Affiliates like Bonus, the rest of the Catena Media US network, and the other affiliates forming the RGAA only promote the legal sites. But there are other affiliates driving players to those dangerous and illegal offshore sites. A big part of our mission—and that of the RGAA—is to push those unscrupulous black market affiliates out of the search results.
Moreover, an informed gambler is a safer gambler. Google and other search engines have been doing a great job updating their algorithms in recent years to filter out low-quality sites. Twenty years ago, the affiliate marketing space was filled with spammy, misleading sites. Those affiliates get buried these days.
So now, more than ever, affiliates need to employ honest experts and bring you high-quality information to rank well in searches.
In short, the incentives for an affiliate outlet in 2023 are very much aligned with delivering honest messages about responsible gambling. And that’s becoming truer by the day.
What Affiliates Can Do For Responsible Gambling
In that spirit, Catena Media got together with other affiliates—who are normally our rivals—to create the RGAA and become better at this part of our jobs.
These are still the early days for the RGAA, with the first order of business being to select a president for the organization. So, it’s perhaps too early to talk about specific initiatives the RGAA will undertake. However, it has sketched out five pillars that make up its overall mission. Some of this, I’ve already alluded to above.
- Promoting Competitive Markets
- Industry Education
- Consumer Protection, Empowerment & Choice
- Advertising Codes of Conduct
- Responsible Business Practices
There are a lot of parallels here between what the RGAA aims to do in the affiliate space and what the American Gaming Association is already doing on the operators’ side of things.

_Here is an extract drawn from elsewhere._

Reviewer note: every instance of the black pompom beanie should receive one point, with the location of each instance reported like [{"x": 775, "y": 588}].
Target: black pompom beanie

The legalization of online gambling has been a state-by-state affair in the US. Not every state opts for the same model, and some, unfortunately, have elected to award the entire market to a single operator, often in partnership with the state lottery. To lawmakers, the appeal of that is keeping a larger share of the revenue for the state. However, lack of competition is bad for the consumer.
Competitive markets force operators to offer better products. That, in turn, makes players less inclined to turn back to the black market. Operator competition also forces competition between affiliates, which means more information on our sites and less room for black market affiliates in the search rankings.
In doing our jobs, affiliates—especially the news teams—acquire a deep understanding of the industry and the consumer. That gives us an opportunity to educate users, policymakers, newcomers to our space, and even the gambling industry itself. This is crucial in the US, where legal online gambling is only a decade old nationally and a far more recent concept for many states.
Finally, solidarity with others in our space allows an opportunity to commit to codes of ethics and best practices together. Every affiliate has its own codes of conduct, but a policy can only be so effective if there’s only one company adhering to it. Establishing those policies industry-wide makes more sense, and if affiliates are proactive, we have a better chance of getting them right than if we wait for outside policymakers to impose them.